A very useful feature in OO programming is the ability to create multiple instances of a single class, and each of those instances will have its own attributes. Each instance then has a copy of its own methods that manipulate that data: think of a person. Each person has two legs (attribute) and understands a method called ‘walk’ – although the method works the same way for each person, it clearly works only using a given person’s legs.
Polymorphism and overloading
Poly (many) morph (forms) allows you to create multiple versions of the same method: for example, a parent class could have a method called ‘walk’ which is deemed appropriate for most instances. However, you may inherit that class to create a new class – for example ‘toddler’. A toddler doesn’t walk the same way as an adult, and therefore you may use polymorphism to re-define the ‘walk’ method, with a toddler-specific version.

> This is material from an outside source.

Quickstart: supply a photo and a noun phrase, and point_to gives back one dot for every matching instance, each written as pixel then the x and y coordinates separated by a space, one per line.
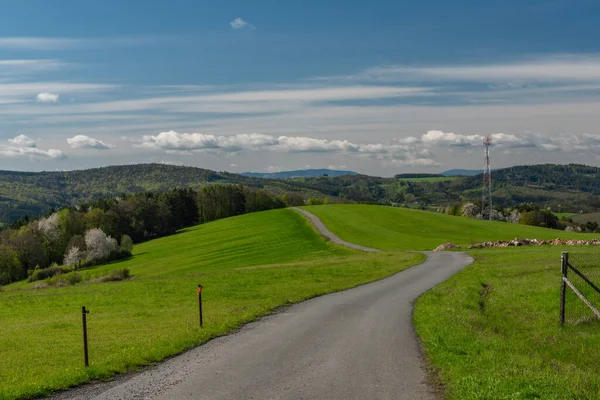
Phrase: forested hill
pixel 563 187
pixel 34 193
pixel 298 173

The method is still called ‘walk’, but now it does something different.
Overloading is the process of being able to define the same method (or function) multiple times, with each variant having a different signature (that means a different set of parameters: for example, an integer, or a string, or both). Console.ReadLine is a good example of this – it accepts integers, strings and much more. This is achieved by providing multiple versions of the function, with each having different parameters. It is perfectly allowable to have multiple methods with the same name and different parameters, as the compiler or interpreter is able to work out which version to run based on the parameters.
Data hiding
Each object has its own methods to manipulate data. If the attributes are left public, it means that code can manipulate the values directly, from outside of the class.

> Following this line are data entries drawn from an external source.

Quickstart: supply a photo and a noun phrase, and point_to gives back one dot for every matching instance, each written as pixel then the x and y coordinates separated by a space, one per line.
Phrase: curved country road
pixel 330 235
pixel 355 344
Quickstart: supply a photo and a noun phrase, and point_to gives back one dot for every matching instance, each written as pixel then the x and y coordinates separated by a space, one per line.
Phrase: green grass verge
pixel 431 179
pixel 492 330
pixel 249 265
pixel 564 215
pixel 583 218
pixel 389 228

This means that you lose out on any in-built validation that the class may provide.
Instead, data attributes are left as private meaning they can only be directly accessed within the class, and accessor methods are provided to alter them or access them from elsewhere. This will guarantee that data is always validated (if appropriate).
Reusability
As each class can be instantiated to create multiple instances, it is inherently reusable.
Additionally, the process of overriding classes allows for code to be reused when defining child classes.
As reusability increases, and typically development time reduces, maintainability increases.